While PCIe Gen4 SSDs are most of the times fine without a heat spreader, Gen5 is upping the ante and Jean estimates that for each additional GB/s of speed, an SSD would require approximately one more watt of power. Since PCIe 5.0 typically operates at 10-12 GB/s, that would mean an additional 6 W over the current Gen4 designs. It might not seem much, but for tightly packaged NAND chips, this completely changes the thermal specs that need to be adjusted in order to avoid thermal throttling.
Jean continues by pointing out that NAND memory typically operates without problems between 0 and 70-85 degrees Celsius, depending on the memory grade. “And as heat goes up, retention of data in NAND goes down. The controller and all the other components […] are good up to 125 degrees Celsius, but the NAND isn’t, and the SSD will go into critical shutdown if it detects that the temperature of the NAND is above 80 degrees Celsius or so.” Optimal operational temperatures for SSDs usually range between 25 and 50 degrees Celsius.
One solution to keep PCIe Gen5 SSDs from getting too hot in laptops and compact desktop builds is to use smaller production nodes. Jean explains that NAND chips could get better thermal management by going down from 16 nm to 7 nm nodes. “Smaller process nodes can operate at higher frequencies with lower voltage. Also, less energy is needed to toggle the transistors, which in turn lowers the power used. Using less power means the SSD generates less heat.” However, this may also add to the production costs.
Another way to mitigate rising temperatures is the reduction of NAND channels. Thanks to an improved ONFI bus speed, “you no longer need eight channels to saturate the Gen4 and even Gen5 PCIe interface. You can potentially saturate the host interface with four NAND channels, and reducing the number of back-end channels reduces the total SSD power by typically 20 to 30 percent,” explains Jean.
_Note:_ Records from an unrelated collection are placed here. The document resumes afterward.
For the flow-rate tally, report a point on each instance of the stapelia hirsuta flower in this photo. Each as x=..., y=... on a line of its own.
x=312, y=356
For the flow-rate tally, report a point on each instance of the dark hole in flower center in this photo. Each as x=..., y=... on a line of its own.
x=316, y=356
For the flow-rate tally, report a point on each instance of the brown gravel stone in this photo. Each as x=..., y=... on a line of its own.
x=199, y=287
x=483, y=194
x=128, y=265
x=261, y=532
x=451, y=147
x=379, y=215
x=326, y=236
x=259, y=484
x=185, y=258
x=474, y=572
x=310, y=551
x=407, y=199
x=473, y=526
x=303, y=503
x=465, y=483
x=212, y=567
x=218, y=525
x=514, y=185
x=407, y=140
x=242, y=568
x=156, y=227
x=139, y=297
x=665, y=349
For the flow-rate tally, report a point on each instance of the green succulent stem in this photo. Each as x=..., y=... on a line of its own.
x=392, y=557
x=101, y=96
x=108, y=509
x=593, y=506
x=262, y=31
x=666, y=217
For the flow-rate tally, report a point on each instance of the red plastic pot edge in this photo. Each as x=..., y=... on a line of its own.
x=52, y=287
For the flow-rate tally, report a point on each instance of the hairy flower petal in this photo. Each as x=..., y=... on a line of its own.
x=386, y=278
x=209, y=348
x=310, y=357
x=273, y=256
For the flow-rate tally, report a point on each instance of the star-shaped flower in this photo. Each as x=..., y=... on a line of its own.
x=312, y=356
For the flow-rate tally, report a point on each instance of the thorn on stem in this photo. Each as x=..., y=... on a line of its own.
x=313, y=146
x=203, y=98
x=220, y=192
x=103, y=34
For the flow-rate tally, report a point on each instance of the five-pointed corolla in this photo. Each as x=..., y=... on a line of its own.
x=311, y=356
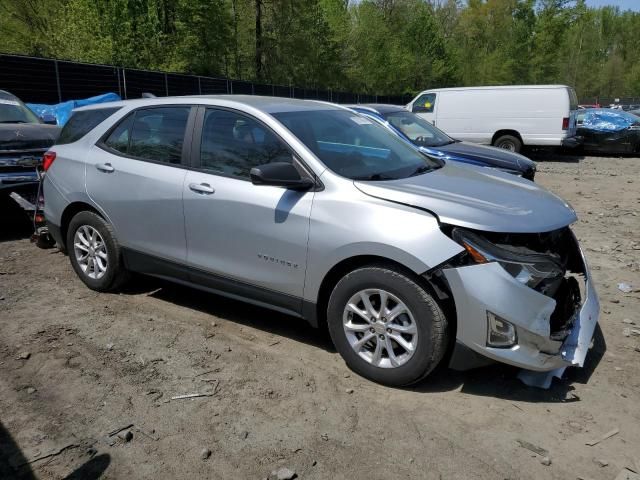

For future SSD generations, Jean recommends changing the connector altogether. “The connector will become a bottleneck for future speed increases. So new connectors are being developed and they’ll be available in the next few years. They will greatly increase both the signal integrity and the heat dissipation capability through conduction to the motherboard. These new connectors may allow us to avoid putting fans on SSDs.”